Although screening mammography has delivered many benefits since its introduction in Canada in 1988, questions about perceived harms warrant an up-to-date review. To help oncologists and physicians provide optimal patient recommendations, the literature was reviewed to find the latest guidelines for screening mammography, including benefits and perceived harms of overdiagnosis, false positives, false negatives, and technologic advances.

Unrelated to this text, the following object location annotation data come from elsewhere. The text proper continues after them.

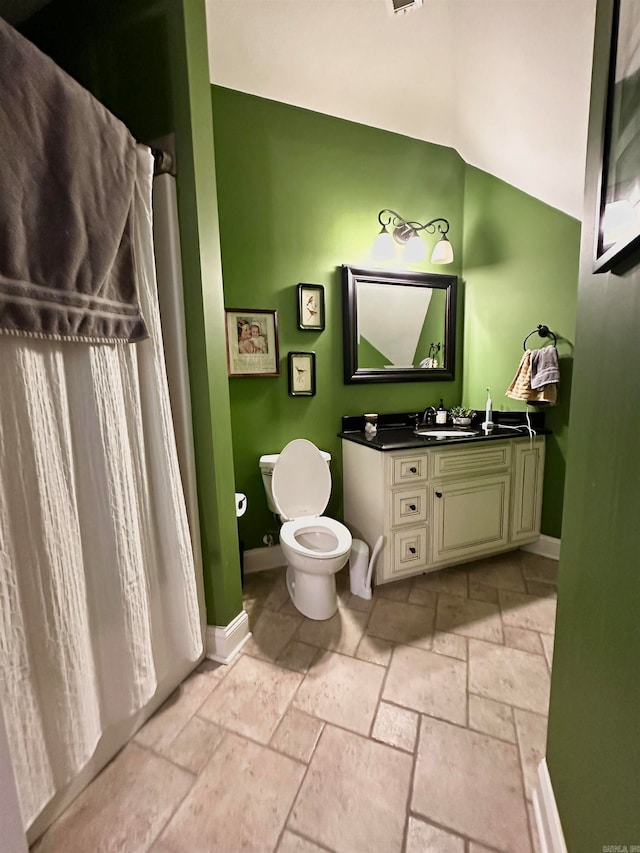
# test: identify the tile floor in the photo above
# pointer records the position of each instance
(413, 722)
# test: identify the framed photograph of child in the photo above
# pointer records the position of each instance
(252, 342)
(311, 307)
(302, 374)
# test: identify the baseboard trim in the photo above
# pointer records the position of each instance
(545, 546)
(546, 813)
(262, 559)
(223, 642)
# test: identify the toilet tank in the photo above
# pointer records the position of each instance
(267, 464)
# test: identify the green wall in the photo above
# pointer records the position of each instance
(298, 195)
(593, 748)
(148, 63)
(521, 269)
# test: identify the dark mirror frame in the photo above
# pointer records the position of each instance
(351, 276)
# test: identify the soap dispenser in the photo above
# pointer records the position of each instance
(441, 414)
(487, 426)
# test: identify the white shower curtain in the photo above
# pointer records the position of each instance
(97, 585)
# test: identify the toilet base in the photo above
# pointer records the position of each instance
(313, 595)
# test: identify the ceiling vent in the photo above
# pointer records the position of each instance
(401, 7)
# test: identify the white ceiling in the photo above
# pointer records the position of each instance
(504, 82)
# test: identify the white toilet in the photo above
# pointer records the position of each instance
(297, 482)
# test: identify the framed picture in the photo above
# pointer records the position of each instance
(252, 342)
(311, 307)
(302, 374)
(619, 192)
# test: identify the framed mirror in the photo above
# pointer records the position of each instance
(398, 326)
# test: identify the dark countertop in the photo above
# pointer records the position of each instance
(395, 431)
(402, 438)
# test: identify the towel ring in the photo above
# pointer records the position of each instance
(543, 331)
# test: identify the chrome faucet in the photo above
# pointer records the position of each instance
(429, 416)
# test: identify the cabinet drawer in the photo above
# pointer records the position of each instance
(408, 469)
(409, 507)
(456, 462)
(409, 550)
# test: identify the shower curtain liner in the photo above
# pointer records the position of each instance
(97, 585)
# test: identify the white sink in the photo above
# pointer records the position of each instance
(430, 432)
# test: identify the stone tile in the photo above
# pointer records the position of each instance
(492, 718)
(271, 633)
(547, 644)
(240, 801)
(213, 669)
(252, 699)
(374, 650)
(297, 656)
(341, 633)
(258, 585)
(195, 744)
(395, 591)
(424, 838)
(423, 596)
(533, 829)
(509, 675)
(278, 595)
(479, 619)
(449, 644)
(123, 809)
(452, 581)
(363, 806)
(292, 843)
(253, 609)
(541, 589)
(471, 783)
(341, 690)
(528, 611)
(396, 726)
(480, 592)
(520, 638)
(539, 568)
(501, 572)
(400, 622)
(297, 735)
(175, 713)
(355, 602)
(532, 740)
(289, 608)
(429, 683)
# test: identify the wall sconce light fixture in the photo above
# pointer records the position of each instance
(405, 233)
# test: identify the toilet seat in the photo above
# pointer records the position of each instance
(314, 545)
(301, 482)
(322, 524)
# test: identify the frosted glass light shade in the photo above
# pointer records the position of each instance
(442, 252)
(414, 251)
(383, 248)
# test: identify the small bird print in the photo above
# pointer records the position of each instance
(311, 307)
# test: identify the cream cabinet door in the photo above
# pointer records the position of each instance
(469, 518)
(528, 473)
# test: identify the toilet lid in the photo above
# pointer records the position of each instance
(301, 482)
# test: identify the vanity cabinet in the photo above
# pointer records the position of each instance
(440, 506)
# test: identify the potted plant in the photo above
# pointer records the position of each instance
(461, 415)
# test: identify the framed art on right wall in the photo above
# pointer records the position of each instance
(618, 233)
(311, 307)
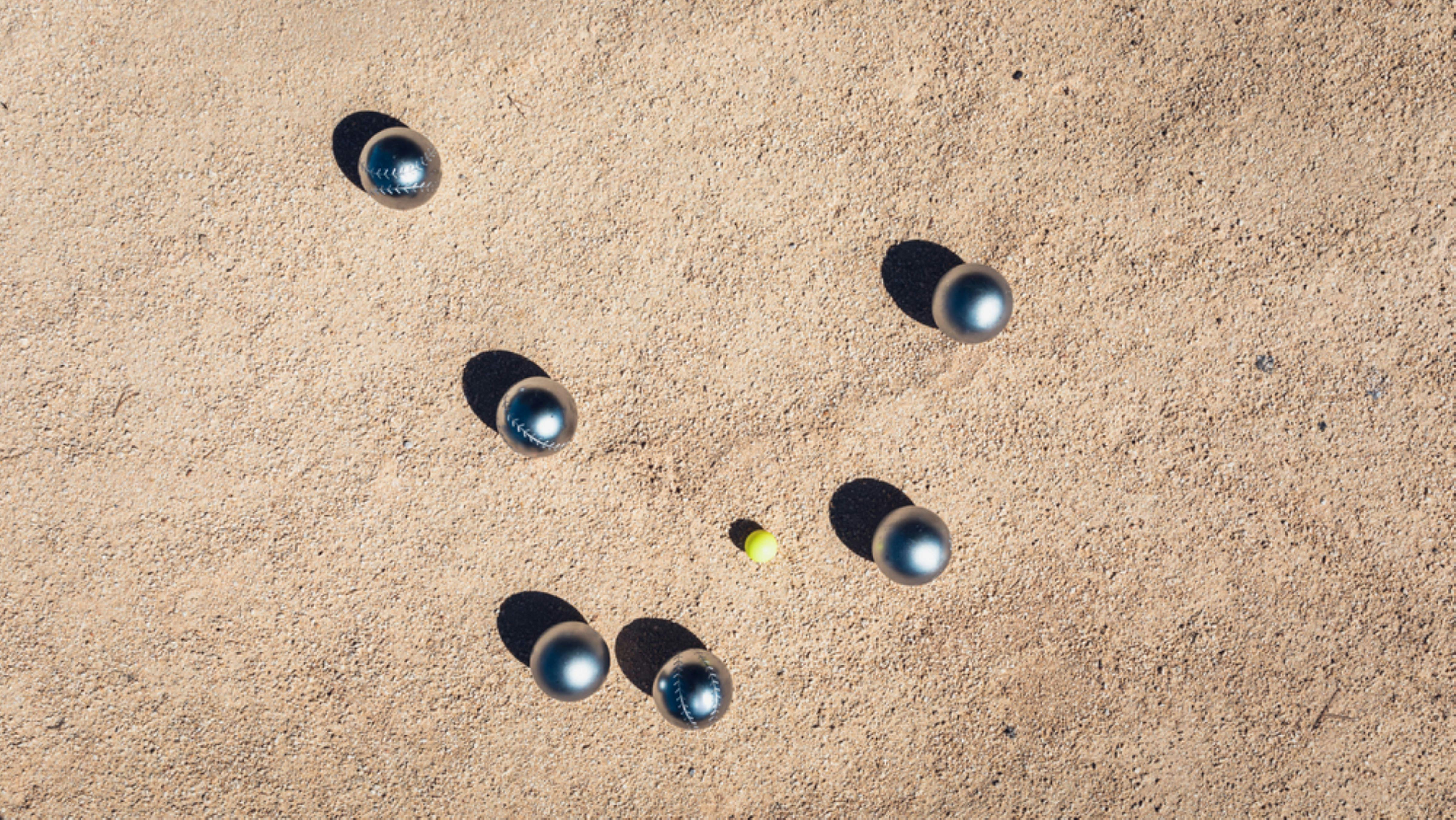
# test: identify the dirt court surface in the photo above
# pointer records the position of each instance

For women 40–74 years of age who actually participate in screening every 1–2 years, breast cancer mortality is reduced by 40%. With appropriate corrections, overdiagnosis accounts for 10% or fewer breast cancers. False positives occur in about 10% of screened women, 80% of which are resolved with additional imaging, and 10%, with breast biopsy. An important limitation of screening is the false negatives (15%–20%). The technologic advances of digital breast tomosynthesis, breast ultrasonography, and magnetic resonance imaging counter the false negatives of screening mammography, particularly in women with dense breast tissue.

INTRODUCTION

Breast cancer ( bc a) is the leading cause of cancer death in women worldwide. It is the main cause of cancer-related death in women in developing countries (where many have advanced disease at presentation), and it is the second-leading cause in women in developed countries 1 – 3 . In Canada, cancer is also the leading cause of premature mortality, as measured by potential years of life lost. Breast cancer has one of the highest potential years of life lost: almost 137,000 years, reflecting the burden of bc a in younger women 4 . Since the 1988 peak in the bc a mortality rate, estimates suggest that 32,000 bc a deaths have been avoided in Canada for a variety of reasons, including early detection with screening and advances in bc a treatment 4 . Screening mammography is the method most commonly used worldwide for the detection of early bc a in asymptomatic women, and it is the only imaging modality proven to significantly lower bc a mortality 5 .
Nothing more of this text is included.